Музыкальное наследие Бородина невелико. Но каждое его произведение — шедевр. И, быть может, никто лучше не сказал о композиторе-ученом, чем его друг Владимир Стасов: «Талант Бородина равно могуч и поразителен как в симфонии, так и в опере, и в романсе. Главные качества его — великолепная сила и ширина, колоссальный размах, стремительность и порывистость, соединенная с изумительной страстностью, нежностью и красотой».
«Множество дел по профессуре и женским медицинским курсам вечно мешали ему», — сетовал Римский-Корсаков. Однако больше, нежели наука, Бородина отвлекала болезнь жены. Засыпала Екатерина Сергеевна около 3-4 часов ночи, не давая до этого времени никакого покоя прислуге и мужу. В конце концов, врачи вообще запретили ей пребывать в петербургском климате, и она поселилась в Москве. Но ей становилось все хуже. «Приехал я к Кате и нашел ее в положении очень тяжелом… Отек ног, живота, водянка в животе и околосердечной сумке, слабость, упадок сил ужасный», — писал Бородин в Петербург, — «при таких условиях мудрено писать оперу или вообще музыку».
Ухудшалось и моральное самочувствие Александра Порфирьевича — приближалась старость, которая грозила не только нездоровьем, но и материальной необеспеченностью. Мечта об иной жизни — «хотелось бы пожить на свободе, развязавшись совсем с казенною службою!» — оказывается неосуществимой: «Кормиться надобно; пенсии не хватает на всех и вся, а музыкой хлеба не добудешь». Немалая часть жалования Бородина уходила на помощь родственникам, нуждающимся студентам, на содержание воспитанниц (своих детей у Бородиных не было), на приобретение различных, всегда недостающих в лаборатории, препаратов и многое другое. Тем не менее, Александр Порфирьевич все больше отдается музыке — композитор постепенно вытесняет в нем ученого.
Казалось, что судьбой отпущено много лет, и все удастся сделать. Увы! Бородин, физически крепкий и здоровый, скончался внезапно: на костюмированном вечере по случаю Масленицы он веселился вместе со всеми, шутил и смешил присутствующих, — и вдруг прислонился к стене и упал замертво. Вскрытие показало, что сердце было вконец изношено: он умер от разрыва аорты.
Подготовила Олеся Дружина
Врезки:
«Первоклассный химик, которому многим обязана наука, принес бы еще больше пользы, если бы музыка не отвлекала его слишком много от химии», — писал о Бородине его друг, великий химик, создатель периодической таблицы химических элементов Дмитрий Менделеев.

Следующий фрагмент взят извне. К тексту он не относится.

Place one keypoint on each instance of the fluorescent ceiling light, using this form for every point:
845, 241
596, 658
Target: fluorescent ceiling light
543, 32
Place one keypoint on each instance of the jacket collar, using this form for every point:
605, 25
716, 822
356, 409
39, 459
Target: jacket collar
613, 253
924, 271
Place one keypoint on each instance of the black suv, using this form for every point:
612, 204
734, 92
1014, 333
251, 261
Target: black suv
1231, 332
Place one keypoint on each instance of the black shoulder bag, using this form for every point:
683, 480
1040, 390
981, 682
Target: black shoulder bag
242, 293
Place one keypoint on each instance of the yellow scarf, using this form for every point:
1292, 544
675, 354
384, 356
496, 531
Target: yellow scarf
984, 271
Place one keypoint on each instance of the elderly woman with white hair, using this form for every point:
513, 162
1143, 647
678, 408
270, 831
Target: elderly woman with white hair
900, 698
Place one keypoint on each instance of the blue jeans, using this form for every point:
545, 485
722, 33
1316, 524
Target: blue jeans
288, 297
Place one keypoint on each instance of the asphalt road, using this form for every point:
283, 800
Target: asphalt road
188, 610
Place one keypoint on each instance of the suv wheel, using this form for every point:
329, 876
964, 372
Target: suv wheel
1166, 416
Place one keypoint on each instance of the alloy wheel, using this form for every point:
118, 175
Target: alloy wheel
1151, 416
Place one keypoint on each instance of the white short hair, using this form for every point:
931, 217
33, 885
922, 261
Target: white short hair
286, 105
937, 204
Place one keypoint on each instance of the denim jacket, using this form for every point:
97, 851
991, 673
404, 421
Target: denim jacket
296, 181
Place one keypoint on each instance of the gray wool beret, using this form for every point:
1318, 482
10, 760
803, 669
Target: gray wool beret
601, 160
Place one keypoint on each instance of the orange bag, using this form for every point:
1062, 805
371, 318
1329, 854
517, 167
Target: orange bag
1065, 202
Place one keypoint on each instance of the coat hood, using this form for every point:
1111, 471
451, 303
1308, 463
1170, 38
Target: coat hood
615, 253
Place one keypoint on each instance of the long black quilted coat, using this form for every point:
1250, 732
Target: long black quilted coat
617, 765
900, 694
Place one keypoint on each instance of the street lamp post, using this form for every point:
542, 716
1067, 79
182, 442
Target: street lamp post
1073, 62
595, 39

«…равно могуч и талантлив как в симфонии, так в опере и романсе. Но, к несчастью, академическая служба и химическая лаборатория страшно отвлекают Бородина от великого дела — музыки», — говорил музыкальный критик Владимир Стасов.

Очень часто Бородину, профессору Медико-хирургической академии, приходилось отправляться к высокопоставленным лицам, чтобы хлопотать о ком-либо из своих студентов или коллег. При этом полагалось надевать парадный генеральский мундир, регалии. Не без юмора описывал Александр Порфирьевич свой вид в подобных случаях: «Стоит мне возложить на себя «амуницию», от меня во все стороны начинает распускаться сияние, можно писать картину «Преображение», вроде рафаэлевской; сияет воротник, сияют обшлага, сияют шестнадцать пуговиц, как звезды; сияют эполеты, как два солнца, сияет темляк, сияет околыш кепи. Одним словом, Ваше сиятельство, да и только».